Description
This double portrait depicts two brothers dressed in the height of fashion for the 1850s, clearly asserting their social status. Jean-Baptiste (left, age 23) carries gloves and a walking stick. René-Charles (right, age 25) wears an embroidered black velvet suit in the exotic à la grecque mode (in the Greek style) inspired by the Greek war of independence (1821–32). Flandrin represents the figures in an academic style emphasizing line over color, reflecting his training as a pupil of J. A. D. Ingres.
Provenance
By descent through the sitter's family; (W.M. Brady & Co. Inc., New York, NY, sold to the Cleveland Museum of Art) (2000); The Cleveland Museum of Art, Cleveland, OH (2000–)
Accession Number
2000.17
Medium
oil on canvas, original frame
Dimensions
Framed: 173.5 x 134 x 14 cm (68 5/16 x 52 3/4 x 5 1/2 in.); Unframed: 133.4 x 92.7 cm (52 1/2 x 36 1/2 in.)
Classification
Painting
Credit Line
Leonard C. Hanna Jr. Fund
Tags
Painting Neoclassical & Romantic (1751–1850) Oil Painting Canvas French
Background & Context
Background Story
Hippolyte Jean Flandrin (1809-1864) was a French painter known for the elegantly composed, precisely observed portraits that make him one of the most accomplished portrait painters of the 19th-century French Neoclassical tradition. Rene-Charles Dassy and His Brother from 1850 depicts the Dassy brothers in the elegantly composed, precisely observed manner that distinguishes Flandrin's best portrait work from the more general portraiture of his contemporaries. Flandrin was a student of Ingres who brought the elegantly composed, precisely observed manner of the Neoclassical tradition to portraiture, and his double portrait of the Dassy brothers shows the French portrait tradition at its most elegantly composed.
Cultural Impact
Rene-Charles Dassy and His Brother is important in the history of French portrait painting because it demonstrates the elegantly composed, precisely observed manner that Flandrin—a student of Ingres—brought to portraiture as one of the most accomplished portrait painters of the 19th-century French tradition.

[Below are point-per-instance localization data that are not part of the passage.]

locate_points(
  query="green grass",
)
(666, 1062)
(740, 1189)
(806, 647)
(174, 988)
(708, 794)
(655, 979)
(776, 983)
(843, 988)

Flandrin's elegantly composed, precisely observed portraits—combining the Neoclassical tradition of his master Ingres with a precisely observed treatment of his sitters—represent one of the most accomplished traditions in French portrait painting, and the 1850 painting shows this tradition at its most elegantly composed.
Why It Matters
Rene-Charles Dassy and His Brother is Flandrin's elegantly composed Neoclassical portrait: the Dassy brothers depicted in the precisely observed manner of one of the most accomplished portrait painters of the 19th-century French tradition. The 1850 painting shows the Neoclassical tradition of Ingres at its most elegantly composed.